The Attempt at a Solution

let \ y = x^{\frac{1}{x}}

\ln y = {\frac{1}{x}} ln x

\lim_{x\rightarrow \infty } ln y = \lim_{x\rightarrow \infty } {\frac{ln x}{x}}

L'H
\lim_{x\rightarrow \infty } ln y = \lim_{x\rightarrow \infty } {\frac{\frac{1}{x}}{1}} = \frac{0}{1} = 0

Wolfram shows the answer to be 1 and intuition says that a^0 = 1 so i am not sure where my error is.

 

[Ray Vickson]

Homework Statement

\lim_{t\rightarrow \infty } t^{\frac{1}{t}}

Homework Equations

The Attempt at a Solution

let \ y = x^{\frac{1}{x}}

\ln y = {\frac{1}{x}} ln x

\lim_{x\rightarrow \infty } ln y = \lim_{x\rightarrow \infty } {\frac{ln x}{x}}

L'H
\lim_{x\rightarrow \infty } ln y = \lim_{x\rightarrow \infty } {\frac{\frac{1}{x}}{1}} = \frac{0}{1} = 0

Wolfram shows the answer to be 1 and intuition says that a^0 = 1 so i am not sure where my error is.
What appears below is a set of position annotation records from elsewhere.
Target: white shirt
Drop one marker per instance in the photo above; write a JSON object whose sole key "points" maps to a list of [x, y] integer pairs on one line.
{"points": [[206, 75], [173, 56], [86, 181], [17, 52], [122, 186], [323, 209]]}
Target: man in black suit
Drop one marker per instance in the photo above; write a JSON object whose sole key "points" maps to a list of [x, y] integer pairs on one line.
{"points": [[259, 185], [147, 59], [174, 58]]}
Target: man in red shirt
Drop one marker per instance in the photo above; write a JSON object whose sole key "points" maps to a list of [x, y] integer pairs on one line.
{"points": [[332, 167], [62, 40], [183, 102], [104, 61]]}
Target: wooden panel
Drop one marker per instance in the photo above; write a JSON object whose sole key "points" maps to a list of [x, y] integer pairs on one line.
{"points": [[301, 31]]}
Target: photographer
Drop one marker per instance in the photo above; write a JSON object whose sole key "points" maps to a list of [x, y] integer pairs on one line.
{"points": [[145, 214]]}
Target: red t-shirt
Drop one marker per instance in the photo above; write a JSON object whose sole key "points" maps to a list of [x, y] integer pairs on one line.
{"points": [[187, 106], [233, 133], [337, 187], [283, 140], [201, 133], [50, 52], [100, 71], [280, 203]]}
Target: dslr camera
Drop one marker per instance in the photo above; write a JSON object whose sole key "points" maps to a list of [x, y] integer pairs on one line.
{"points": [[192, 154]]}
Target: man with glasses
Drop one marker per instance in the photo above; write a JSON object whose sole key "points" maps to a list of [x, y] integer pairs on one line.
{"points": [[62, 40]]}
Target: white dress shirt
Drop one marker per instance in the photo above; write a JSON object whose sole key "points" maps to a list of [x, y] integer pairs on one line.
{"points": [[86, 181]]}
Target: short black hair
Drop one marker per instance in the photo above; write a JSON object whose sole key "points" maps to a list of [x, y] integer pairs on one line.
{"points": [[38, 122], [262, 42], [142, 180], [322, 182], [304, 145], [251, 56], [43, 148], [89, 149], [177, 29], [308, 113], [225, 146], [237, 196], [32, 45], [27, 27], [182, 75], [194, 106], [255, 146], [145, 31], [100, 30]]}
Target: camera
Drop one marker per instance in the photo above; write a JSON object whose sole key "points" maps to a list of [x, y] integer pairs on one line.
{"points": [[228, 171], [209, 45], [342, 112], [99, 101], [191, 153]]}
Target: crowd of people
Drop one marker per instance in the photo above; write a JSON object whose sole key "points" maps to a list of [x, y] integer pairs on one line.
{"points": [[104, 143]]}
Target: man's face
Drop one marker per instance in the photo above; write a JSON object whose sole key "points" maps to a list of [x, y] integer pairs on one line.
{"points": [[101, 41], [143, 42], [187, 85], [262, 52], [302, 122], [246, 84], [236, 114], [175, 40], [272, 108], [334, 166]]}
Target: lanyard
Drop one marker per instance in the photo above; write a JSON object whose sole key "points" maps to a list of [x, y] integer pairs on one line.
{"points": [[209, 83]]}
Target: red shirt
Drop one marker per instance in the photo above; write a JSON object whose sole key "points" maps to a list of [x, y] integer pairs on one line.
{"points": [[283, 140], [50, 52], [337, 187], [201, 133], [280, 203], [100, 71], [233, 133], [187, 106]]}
Why do you think you have made an error?

 

[freezer]

Why do you think you have made an error?

http://www.wolframalpha.com/input/?i=lim+t-%3Einf+t^%281%2Ft%29

 

[eumyang]

let \ y = x^{\frac{1}{x}}

It would be better to write it this way:
Let
let \ y = \lim_{x\rightarrow \infty } x^{\frac{1}{x}}

\ln y = {\frac{1}{x}} \ln x

When you take the natural logarithm of both sides, you actually get
\ln y = \ln \left( \lim_{x\rightarrow \infty } x^{\frac{1}{x}} \right)
... but since ln x is continuous, you can rewrite it as
\ln y = \lim_{x\rightarrow \infty } \ln \left(x^{\frac{1}{x}} \right) = \lim_{x\rightarrow \infty } {\frac{1}{x}}\ln x

\ln y = \lim_{x\rightarrow \infty } {\frac{\frac{1}{x}}{1}} = \frac{0}{1} = 0
(EDIT: I removed the "lim" in front of ln y.)

Wolfram shows the answer to be 1 and intuition says that a^0 = 1 so i am not sure where my error is.

That's because you are not finished. You have one more step to go. What does that 0 represent?

 

[freezer]

That's because you are not finished. You have one more step to go. What does that 0 represent?

0 = ln y so e^0 = 1?

 

[eumyang]

Yes, ln y = 0, so y = e⁰ = 1. If you use my corrected definition of y, then you have your answer.

 

[Ray Vickson]

http://www.wolframalpha.com/input/?i=lim+t-%3Einf+t^%281%2Ft%29

That is not what I asked: I know what Wolfram said. I want to know why you think your answer is wrong.

 

[HallsofIvy]

"a^0= 1" has nothing to do with this. If you just replace x with \infty, you get \infty^0 which is "undetermined".

 

[freezer]

"a^0= 1" has nothing to do with this. If you just replace x with \infty, you get \infty^0 which is "undetermined".

Then are you saying:
\lim_{t\rightarrow \infty} t ^ \frac{1}{t} = DNEAfter doing some more searching i found this:
https://www.physicsforums.com/showpost.php?p=3048872&postcount=44

 

[Dick]

Then are you saying:
\lim_{t\rightarrow \infty} t ^ \frac{1}{t} = DNEAfter doing some more searching i found this:
https://www.physicsforums.com/showpost.php?p=3048872&postcount=44

No, you were correct in post 5. If lim ln(y)=0 then lim y=e^0=1. The limit of t^(1/t) is 1.